Broadway Composer Says Maoist Takeover of Arts is Like Living in a “Totalitarian State”

No one dares say it out loud.”

Acclaimed Broadway composer Stephen Schwartz says that the mob’s takeover of arts and culture feels like something straight out of a Maoist “totalitarian state.” 

In an interview with the Telegraph, Schwartz highlights the insanity of the left’s new “cultural appropriation” purity test, where if artists want to avoid retribution from the woke brigade, they are only allowed to write about “someone who is exactly like you.”

“Everyone in the arts in America is talking about the tyranny of cancel culture and cultural appropriation,” said Schwartz. “The funny thing is, no one dares to say it aloud. It’s like living in a totalitarian state.”

The composer of 2017’s Prince of Egypt slammed the new Maoist ideological militancy which employs censorship and intimidation tactics to suffocate independent creativity.

“We’ve lost the ability to have our world view challenged by another point of view. It’s as though we’ve become terrified of ideas. But ideas are how society progresses,” said Schwartz.

The former president of the Directors Guild of America said that positive depictions of white characters are routinely decried as “white saviors,” adding, “What’s also strange is that if you write a character who is bigoted, people now assume you hold those views yourself.”

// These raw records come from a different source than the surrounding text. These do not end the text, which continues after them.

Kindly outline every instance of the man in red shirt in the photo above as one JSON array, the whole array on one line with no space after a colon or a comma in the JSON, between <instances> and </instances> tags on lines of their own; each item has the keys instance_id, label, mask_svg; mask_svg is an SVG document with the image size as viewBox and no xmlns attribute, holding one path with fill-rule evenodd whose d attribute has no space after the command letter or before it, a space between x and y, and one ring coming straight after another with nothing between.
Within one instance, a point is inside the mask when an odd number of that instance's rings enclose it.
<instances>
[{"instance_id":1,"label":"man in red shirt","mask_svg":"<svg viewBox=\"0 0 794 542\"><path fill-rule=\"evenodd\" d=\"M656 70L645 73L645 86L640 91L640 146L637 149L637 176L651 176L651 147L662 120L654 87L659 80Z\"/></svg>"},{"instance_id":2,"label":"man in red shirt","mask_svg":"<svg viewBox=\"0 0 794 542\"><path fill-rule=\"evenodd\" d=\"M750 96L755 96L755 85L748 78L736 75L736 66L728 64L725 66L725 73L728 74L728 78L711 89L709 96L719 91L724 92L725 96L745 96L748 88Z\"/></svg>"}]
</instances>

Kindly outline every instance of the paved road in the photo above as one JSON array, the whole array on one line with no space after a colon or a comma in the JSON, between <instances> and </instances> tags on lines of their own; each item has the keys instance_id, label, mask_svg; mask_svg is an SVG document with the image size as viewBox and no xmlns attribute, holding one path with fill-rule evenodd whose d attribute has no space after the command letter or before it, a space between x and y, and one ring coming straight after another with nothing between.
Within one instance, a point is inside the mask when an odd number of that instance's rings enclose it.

Noting that it’s a “weird time” for the arts, Schwartz underscores how the mob is mimicking the behavior of the Salem Witch trials, where “accusation is everything” and people are condemned and vilified for opinions they had 20 years ago.

The composer compared the mob’s treatment of those deemed to have made such infractions to “making people wander around wearing dunce caps saying they are sorry.”

Schwartz is by no means an obscure figure, having won three Grammys, three Oscars and a Golden Globe.

His strident condemnation of the relatively small but vociferous mob who have weaponized cancel culture to terrify artists into being amplifiers for their various inane social justice causes should be applauded.

“I think the pendulum has swung so far it’s got to swing back now. It’s just too crazy,” concluded Schwartz. “The whole point about art is empathy. At the end of the day we have to deal with it if we want to live in a free society.”